Muito chateado com o ocorrido, ele reagiu de pronto e acabou matando-a, em seguida. Antes de ir procurar socorro, ele fez questão de prendê-la numa pequena fissura de um toco de madeira velha, ali existente, local onde o corpo dela ficaria exposto e se decomporia com o passar do tempo.
Àquela altura do acontecido, após o sacrifício daquela cobra, seu sangue já escorria, lentamente, do seu tornozelo esquerdo.
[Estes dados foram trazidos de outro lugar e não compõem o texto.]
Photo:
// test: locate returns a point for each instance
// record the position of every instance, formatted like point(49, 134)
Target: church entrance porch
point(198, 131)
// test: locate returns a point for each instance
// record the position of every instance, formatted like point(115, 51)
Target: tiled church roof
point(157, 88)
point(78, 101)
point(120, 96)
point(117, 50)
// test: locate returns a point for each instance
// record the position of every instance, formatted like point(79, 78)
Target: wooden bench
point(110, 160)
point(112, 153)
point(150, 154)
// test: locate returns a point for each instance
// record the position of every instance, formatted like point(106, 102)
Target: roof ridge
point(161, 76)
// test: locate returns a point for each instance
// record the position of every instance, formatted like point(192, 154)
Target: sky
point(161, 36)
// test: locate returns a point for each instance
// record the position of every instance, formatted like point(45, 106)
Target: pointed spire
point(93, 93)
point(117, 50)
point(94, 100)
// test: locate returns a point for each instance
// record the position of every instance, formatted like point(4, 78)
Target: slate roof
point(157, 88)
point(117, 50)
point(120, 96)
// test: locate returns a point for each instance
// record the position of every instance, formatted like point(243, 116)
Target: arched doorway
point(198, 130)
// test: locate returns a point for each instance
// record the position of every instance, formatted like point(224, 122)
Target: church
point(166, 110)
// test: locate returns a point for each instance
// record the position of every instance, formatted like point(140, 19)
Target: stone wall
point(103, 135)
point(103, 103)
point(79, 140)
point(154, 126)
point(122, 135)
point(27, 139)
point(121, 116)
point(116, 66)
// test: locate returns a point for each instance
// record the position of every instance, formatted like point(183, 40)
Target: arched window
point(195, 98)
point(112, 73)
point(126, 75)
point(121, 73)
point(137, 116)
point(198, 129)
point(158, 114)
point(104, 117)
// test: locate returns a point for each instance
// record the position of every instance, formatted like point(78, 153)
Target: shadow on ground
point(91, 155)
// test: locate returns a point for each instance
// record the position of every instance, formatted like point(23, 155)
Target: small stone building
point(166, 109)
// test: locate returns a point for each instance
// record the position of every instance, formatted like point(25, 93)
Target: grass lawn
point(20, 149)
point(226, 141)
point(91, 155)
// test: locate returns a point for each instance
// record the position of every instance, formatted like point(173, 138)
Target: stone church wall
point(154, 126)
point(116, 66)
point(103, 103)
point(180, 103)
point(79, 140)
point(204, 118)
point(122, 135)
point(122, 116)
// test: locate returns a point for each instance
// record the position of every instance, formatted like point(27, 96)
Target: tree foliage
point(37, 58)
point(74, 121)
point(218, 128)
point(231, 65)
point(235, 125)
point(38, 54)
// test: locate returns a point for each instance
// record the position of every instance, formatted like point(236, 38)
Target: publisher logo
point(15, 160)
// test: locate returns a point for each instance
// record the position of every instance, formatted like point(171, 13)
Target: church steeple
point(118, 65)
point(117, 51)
Sem perder muito tempo, ele pediu socorro ao seu pai que, além de ser benzedor, conhecia alguns remédios caseiros, capazes de amenizar a força do veneno da cobra e, dali para frente, foi fazendo tudo o que lhe era mandado fazer para não morrer por causa do veneno.
Por precaução e necessidade real, evidentemente, após receber a aplicação de uma injeção contendo o soro antiofídico, Billy retornou para a casa dos seus pais e lá ficou cumprindo o resto do resguardo da catapora, torcendo para que o antídoto contra o veneno da jararaca casco de burro fosse, realmente, eficaz.
Ele contou que seu tornozelo esquerdo ficou inchado por uns dias, mas nada que o impedisse de andar e/ou de praticar alguma estripulia.
Bronqueado, e sobretudo com medo de ser picado de novo por outra cobra, não foi mais capinar as gramíneas e arbustos da plantação de mandioca do seu pai, mas alegava que era por causa da catapora.
Em pouco menos de um mês, Billy ficou são da catapora, quase curado da picada da jararaca casco de burro e retornou para o seu trabalho no centro da cidade, lá na loja de tecidos e confecções e, em chegando lá, na medida do possível, procurou ficar a par das notícias que chegavam diariamente por meio de um jornal vindo da capital do estado, periódico esse que fazia parte de uma assinatura anual do seu patrão.
O tempo continuou passando no seu compasso natural, a evolução de alguns setores da vida humana na cidade até que melhorou um pouco, mas desde aquela época, a qualidade do trabalho braçal desenvolvida pela maioria dos camponeses em nível nacional permaneceu muito precária e esses trabalhadores continuam vivendo em apuros.
São poucos os trabalhadores raiz que possuem recursos financeiros palpáveis para aplicarem na aquisição de máquinas agrícolas que os venham auxiliar no preparo dos quinhões de terra que lhes competem cultivá-las no seu dia a dia.
Ainda hoje, muitos deles ainda são desprovidos desses recursos para implementarem a contento suas colheitas e fazem parte do grupo de trabalhadores braçais que, ao fazer uso apenas e tão-somente de sua enxada, vive puxando animais peçonhentos para os próprios pés, como o fez o garoto Billy Lupércio Daniel, tempos atrás.